Rolling Resistance and Tire Pressure


Skinny high pressure tubulars may not be the fastest tires you can use. The latest RoadBikeRider newsletter has some interesting info on tire pressure and rolling resistance.

We heard the buzz about a surprising new tire test in Bicycle Quarterly, a nifty magazine published in Seattle and edited by Jan Heine. The name was Vintage Bicycle Quarterly until recently, but “vintage” has been axed because it implied the mag was about old, collectible bikes and equipment.

Well, plenty of pages are devoted to arcane and interesting gear, history and randonneur-style riding, but Bicycle Quarterly also publishes cutting-edge material. The tire test is testimony, appearing in the Autumn 2006 issue.

Heine gave RBR permission to summarize several major findings. Interestingly, they confirm lots of what Uncle Al has been ranting about for years regarding tire width and inflation pressure.

Some test conclusions will be particularly enlightening if you’re riding on narrow, high-pressure clinchers seeking more speed via lower rolling resistance. Your skinny tires may not be as fast as you think.

For the full eight-page report on tire performance, order the Vol. 5 No. 1 issue from The test included nine 700C tires, seven 650B tires and two tubulars. The protocol and results were reviewed by industry experts. These are eight findings:

—With roughly the same power output, the rider’s speed can vary by as much as 20% depending on tire choice. For example, the rider on the fastest tire [in this roll-down test] moved down the road at approximately 16.4 mph (26.2 kph) while the same rider on the slowest tire went approximately 13.6 mph (21.7 kph).

—Many longtime riders believe tires with a cotton casing are faster than modern casings made from nylon. Testing seems to confirm this. The best-performing tire in the test, the Deda Tre Giro d’Italia 700x23C (actual width 24.5 mm), has a cotton casing.

—Tire pressure has only a small effect on the rolling resistance of most tires. Narrow 23-mm tires seem to roll fastest at pressures of 105 psi (7.2 bar) or more. However, running these tires at 85 psi (5.8 bar) for improved comfort increased the test times only 2%. Wider 28-mm tires are as fast at 85 psi as they are at higher pressures.

—Tubular tires perform worse at very high pressure. At 130 psi (9 bar), the narrow Clement Criterium rolled slower than it did at a more comfortable 105 psi. The wider Clement Campione del Mundo rolled slightly faster at 85 psi than at 105 psi.

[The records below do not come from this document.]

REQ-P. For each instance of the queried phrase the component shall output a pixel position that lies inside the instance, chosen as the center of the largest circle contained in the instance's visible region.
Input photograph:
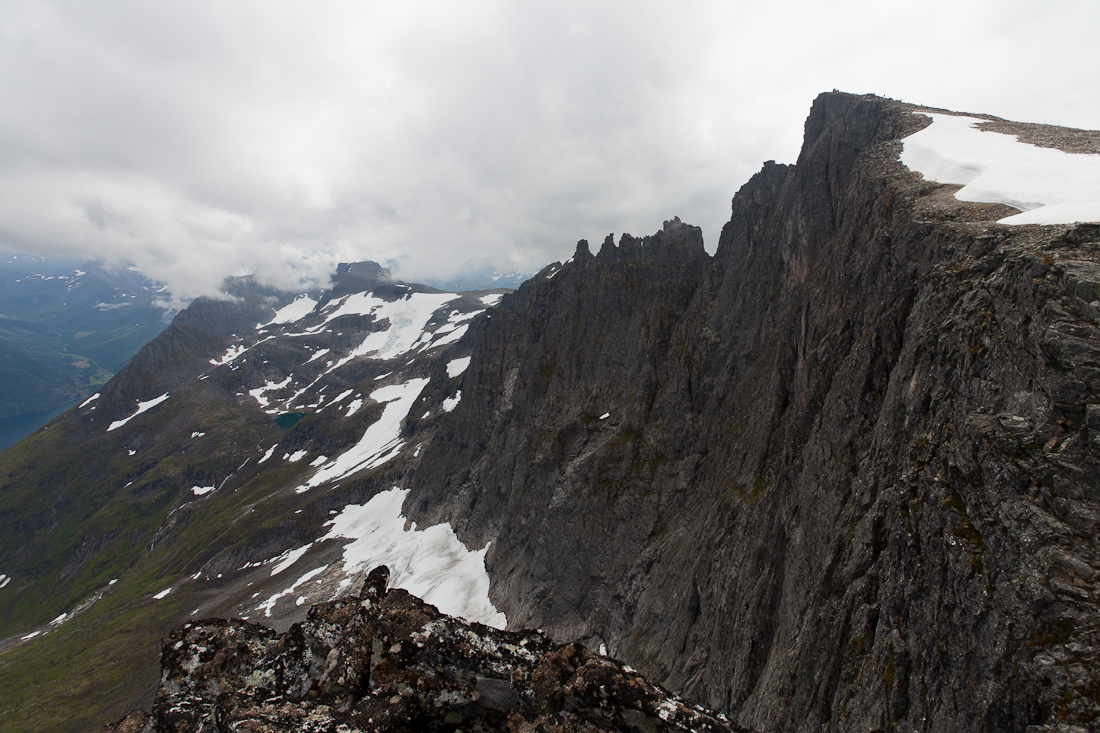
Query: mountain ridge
(839, 476)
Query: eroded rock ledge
(386, 660)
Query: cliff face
(385, 660)
(842, 476)
(847, 478)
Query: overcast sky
(208, 138)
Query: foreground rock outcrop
(385, 660)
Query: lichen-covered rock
(388, 662)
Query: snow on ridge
(270, 386)
(300, 307)
(382, 439)
(142, 406)
(1048, 186)
(431, 564)
(451, 403)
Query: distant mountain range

—Wide tires do not roll slower at lower pressures. In fact, testing indicated that a wide tire at lower pressures rolls faster than a narrow tire at high pressures, if all other factors remain the same. Even narrow tires can be ridden at comfortable pressures with only very small concessions to performance.

—Tires rolled slightly slower with Michelin’s relatively thick latex tubes than with butyl tubes. Thinner latex tubes, like used in tubular tires, may offer better performance, but when used in clinchers they are more prone to punctures caused by friction between tire and tube. Latex tubes do improve comfort.

—Perhaps the most important result of the test is that tire pressure does not significantly affect rolling resistance. Wide tires in particular do not need high pressures to roll fast. But because many current wide tires are designed to handle high pressure, they have strong casings that lack suppleness. This results in higher rolling resistance than necessary.

—The test’s findings point to a new direction for performance bicycles. For most cyclists, wide, supple tires at low pressures offer more speed, better comfort, increased versatility and improved safety than today’s narrow high-pressure tires. However, this type of wide, fast tire currently is not available. Hopefully, these test results will help persuade manufacturers to produce them.